Un juez anciano se dirigió a mí:
—La Asamblea Constituyente permite cumplir hasta cuatro últimos deseos, siempre que no interfieran con la pena impuesta. Le queda exactamente una hora y cincuenta minutos de vida. Puede aprovechar ese tiempo para pedir perdón a las familias de sus víctimas o solicitar lo que desee.
Le respondí sin dudar:
—Haré uso de mis deseos. Quiero que cuenten a los niños presentes aquí y que me entreguen la misma cantidad de globos rojos. Tengo la intención de regalar un globo a cada uno de ellos. Además, exijo que preparen cuerdas finas pero resistentes para amarrarlos. Odio atar globos con piolas frágiles. Me resulta un despropósito.
El juez, con un gesto solemne, ordenó a uno de los presentes que contara a los niños.
Aquel hombre cumplió su tarea: había veintiún niños en el lugar. Después de casi una hora, el mismo hombre regresó, trayendo consigo los globos rojos. Me los entregó en las manos, junto con las cuerdas de nailon.
Comencé a inflar los globos, uno por uno. Con esmero, até cuidadosamente las cuerdas en la parte inferior de cada globo. Después, me acerqué a los pequeños y personalmente les fui entregando un globo a cada uno. Aunque los recibieron de mala gana, al final ninguno se negó… salvo una niña: Emma.
Cuando le extendí el globo, ella se negó a tomarlo. No sentí enojo. Al contrario, le dediqué una dulce sonrisa, y ella, esquiva, giró el rostro con frialdad.
El juez entonces anunció:
—Su tiempo está a punto de cumplirse. Restan once minutos y veintidós segundos para la ejecución.
Aquel momento era perfecto. Le dije al juez con voz serena:
—Antes de mi ejecución… les he preparado una sorpresa. Hoy… los niños deben flotar.
Solté entonces una carcajada estridente, resonante:
«Ji, ja, ja, ja, ja, ja, ja, ja».
Y sucedió. Los niños que habían aceptado los globos comenzaron a elevarse. Las cuerdas se habían atado mágicamente a sus muñecas. Los globos rojos tiraban de ellos hacia las alturas con una fuerza inhumana, como si cada uno fuera un globo aerostático.
Subieron… cada vez más alto… hasta perderse en el cielo.
Pero la caída no tardó en llegar. Los cuerpos de los niños se desplomaron desde aquella altura descomunal, precipitándose al suelo como muñecos rotos. Sus cuerpos quedaron destrozados, esparcidos ante todos.
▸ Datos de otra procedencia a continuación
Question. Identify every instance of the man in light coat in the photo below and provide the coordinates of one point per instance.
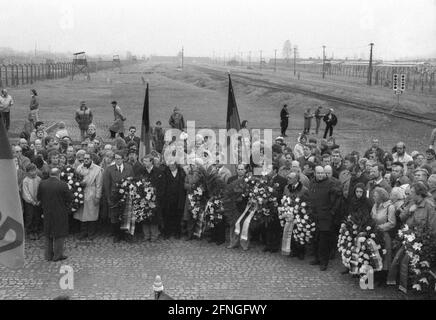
(92, 183)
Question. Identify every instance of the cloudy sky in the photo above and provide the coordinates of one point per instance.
(399, 28)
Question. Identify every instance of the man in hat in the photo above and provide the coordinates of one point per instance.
(284, 120)
(55, 198)
(330, 120)
(83, 118)
(119, 118)
(176, 120)
(111, 176)
(307, 121)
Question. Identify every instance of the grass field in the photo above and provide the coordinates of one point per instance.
(203, 98)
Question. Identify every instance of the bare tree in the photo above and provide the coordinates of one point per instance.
(287, 50)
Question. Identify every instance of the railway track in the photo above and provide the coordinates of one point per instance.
(260, 83)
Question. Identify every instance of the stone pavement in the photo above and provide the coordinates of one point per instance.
(189, 270)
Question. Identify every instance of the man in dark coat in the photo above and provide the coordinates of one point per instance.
(111, 176)
(175, 202)
(330, 120)
(55, 198)
(284, 120)
(323, 201)
(273, 228)
(157, 179)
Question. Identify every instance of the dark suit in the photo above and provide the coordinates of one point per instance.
(111, 177)
(174, 202)
(55, 198)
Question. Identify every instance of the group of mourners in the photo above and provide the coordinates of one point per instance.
(313, 183)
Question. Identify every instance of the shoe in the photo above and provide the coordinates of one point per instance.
(60, 258)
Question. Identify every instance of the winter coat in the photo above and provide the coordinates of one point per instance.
(55, 200)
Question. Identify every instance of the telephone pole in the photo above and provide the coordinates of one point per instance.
(260, 62)
(182, 56)
(370, 65)
(275, 60)
(323, 62)
(295, 59)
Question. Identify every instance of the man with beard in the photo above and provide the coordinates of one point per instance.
(92, 184)
(323, 201)
(111, 176)
(295, 189)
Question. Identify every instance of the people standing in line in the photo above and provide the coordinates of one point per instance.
(119, 118)
(92, 183)
(6, 102)
(176, 120)
(158, 137)
(307, 121)
(132, 136)
(284, 120)
(318, 118)
(55, 198)
(83, 118)
(34, 107)
(331, 121)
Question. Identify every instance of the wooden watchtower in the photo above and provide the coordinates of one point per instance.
(80, 65)
(116, 62)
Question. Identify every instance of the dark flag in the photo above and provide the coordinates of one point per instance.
(144, 146)
(11, 212)
(232, 110)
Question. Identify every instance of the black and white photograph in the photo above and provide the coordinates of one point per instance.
(221, 150)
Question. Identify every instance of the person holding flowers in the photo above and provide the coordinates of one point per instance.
(92, 183)
(383, 214)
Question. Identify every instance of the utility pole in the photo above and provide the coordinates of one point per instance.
(323, 62)
(370, 65)
(260, 62)
(275, 60)
(182, 56)
(295, 59)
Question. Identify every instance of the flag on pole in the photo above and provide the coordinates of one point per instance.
(232, 110)
(11, 212)
(144, 146)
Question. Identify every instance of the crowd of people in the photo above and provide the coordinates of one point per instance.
(390, 187)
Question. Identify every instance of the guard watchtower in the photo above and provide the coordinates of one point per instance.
(80, 65)
(116, 62)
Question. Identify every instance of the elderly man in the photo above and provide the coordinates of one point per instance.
(92, 182)
(6, 102)
(176, 120)
(23, 161)
(401, 155)
(323, 201)
(55, 198)
(112, 175)
(375, 148)
(295, 189)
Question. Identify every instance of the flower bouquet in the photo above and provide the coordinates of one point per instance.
(420, 246)
(74, 182)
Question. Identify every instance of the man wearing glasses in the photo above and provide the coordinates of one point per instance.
(92, 182)
(132, 136)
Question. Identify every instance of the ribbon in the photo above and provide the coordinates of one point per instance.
(287, 237)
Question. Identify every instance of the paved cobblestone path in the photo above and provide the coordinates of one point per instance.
(189, 270)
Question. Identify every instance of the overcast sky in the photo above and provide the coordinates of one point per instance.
(399, 28)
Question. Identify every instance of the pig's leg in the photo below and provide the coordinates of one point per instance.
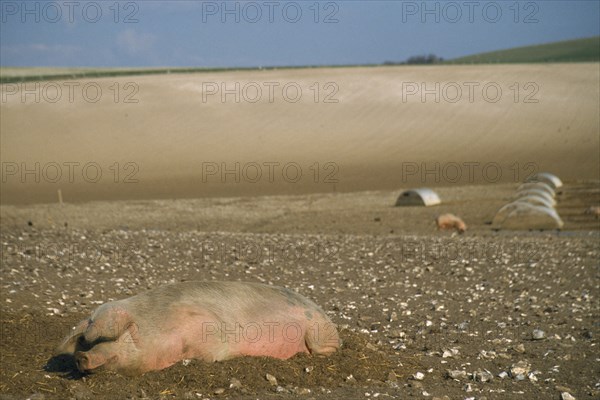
(107, 323)
(101, 354)
(322, 337)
De inmediato, rompí mis ataduras con una facilidad pasmosa: las esposas se deshicieron en mis muñecas como si fueran simples hilos de seda. Acto seguido, me lancé sobre los cuerpos inertes. Comencé a beber la sangre. El sabor me resultó exquisito, celestial.
Mi lengua se agrandada de manera antinatural, sobresalía varios centímetros fuera de mi boca. Con ella, absorbía con ansia la sangre que empapaba el suelo. No estaba dispuesto a desperdiciar ni una gota. Aunque la mezcla de tierra y sangre impregnaba mi lengua, me parecía aún más deliciosa.
A medida que bebía, mis ojos cambiaban de color: de un amarillo penetrante pasaban, tras saciarme, a un marrón oscuro, el tono de mi forma natural.
No satisfecho, comencé a devorar la carne. Mi boca se ensanchó grotescamente, de forma antinatural. Mi estómago se transformó en un pozo sin fondo. Me tragué piernas y brazos enteros, que desgarraba con mis dientes antes de engullirlos como si fuera un dragón de Komodo.
Conté veinte niños devorados. La policía me disparó sin tregua, incontables veces. Sin embargo, las balas eran inútiles: no me causaban el más mínimo daño.
Mientras buscaba a mi niño perdido, hallé a los padres de Emma desmayados por el horror. Los demás presentes huyeron despavoridos. Los gritos desesperados de la multitud retumbaban en mis oídos, irritando mis tímpanos.
Incluso el juez y los propios policías que aún me disparaban… terminaron desapareciendo de mi presencia.